He was just falling asleep when a tremendous din and clatter nearly
deafened him, and set the whole tower trembling. It was the midnight
chime.
Rob clutched his ears tightly, and when the vibrations had died away
descended by the ladder to a lower platform. But even here the next
hourly chime made his ears ring, and he kept descending from platform
to platform until the last half of a restless night was passed in the little
room at the bottom of the tower.
When, at daylight, the boy sat up and rubbed his eyes, he said, wearily:
"
Churches are all right as churches; but as hotels they are rank failures.
I ought to have bunked in with my friend, King Edward."

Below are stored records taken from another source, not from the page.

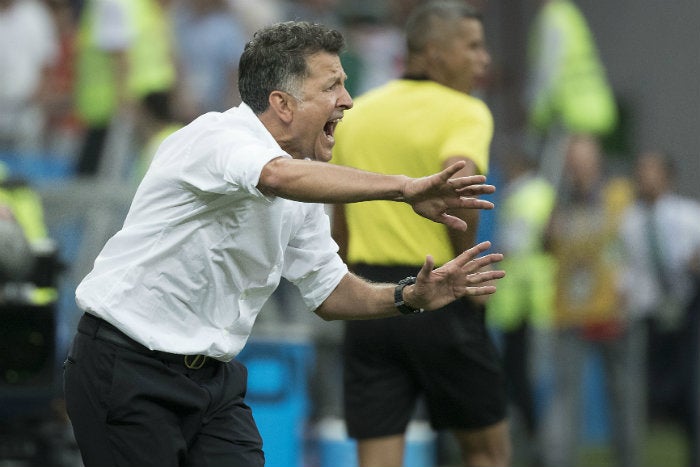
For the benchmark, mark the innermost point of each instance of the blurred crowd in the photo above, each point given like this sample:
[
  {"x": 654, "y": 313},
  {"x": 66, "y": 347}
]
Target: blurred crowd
[{"x": 601, "y": 258}]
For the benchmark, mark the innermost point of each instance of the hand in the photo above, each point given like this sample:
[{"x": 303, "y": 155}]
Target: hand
[
  {"x": 464, "y": 276},
  {"x": 432, "y": 196}
]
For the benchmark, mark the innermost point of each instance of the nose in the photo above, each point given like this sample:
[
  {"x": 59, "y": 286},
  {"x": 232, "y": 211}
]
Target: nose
[{"x": 344, "y": 100}]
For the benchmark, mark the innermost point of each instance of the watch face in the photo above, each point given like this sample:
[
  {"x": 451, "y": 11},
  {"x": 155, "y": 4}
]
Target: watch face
[{"x": 398, "y": 297}]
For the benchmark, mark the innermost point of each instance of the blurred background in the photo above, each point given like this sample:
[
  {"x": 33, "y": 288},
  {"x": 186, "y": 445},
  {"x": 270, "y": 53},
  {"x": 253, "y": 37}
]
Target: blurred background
[{"x": 81, "y": 113}]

He climbed up the stairs and the ladders again and looked out the little
window in the belfry. Then he examined his map of Europe.
"
I believe I'll take a run over to Paris," he thought. "I must be home again
by Saturday, to meet the Demon, so I'll have to make every day count."
Without waiting for breakfast, since he had eaten a tablet the evening
before, he crept through the window and mounted into the fresh morning
air until the great city with its broad waterway lay spread out beneath
him. Then he sped away to the southeast and, crossing the channel,
passed between Amiens and Rouen and reached Paris before ten o'clock.
Near the outskirts of the city appeared a high tower, upon the flat roof of
which a man was engaged in adjusting a telescope. Upon seeing Rob,
who was passing at no great distance from this tower, the man cried out:
"
APPROCHEZ!--VENEZ ICI!"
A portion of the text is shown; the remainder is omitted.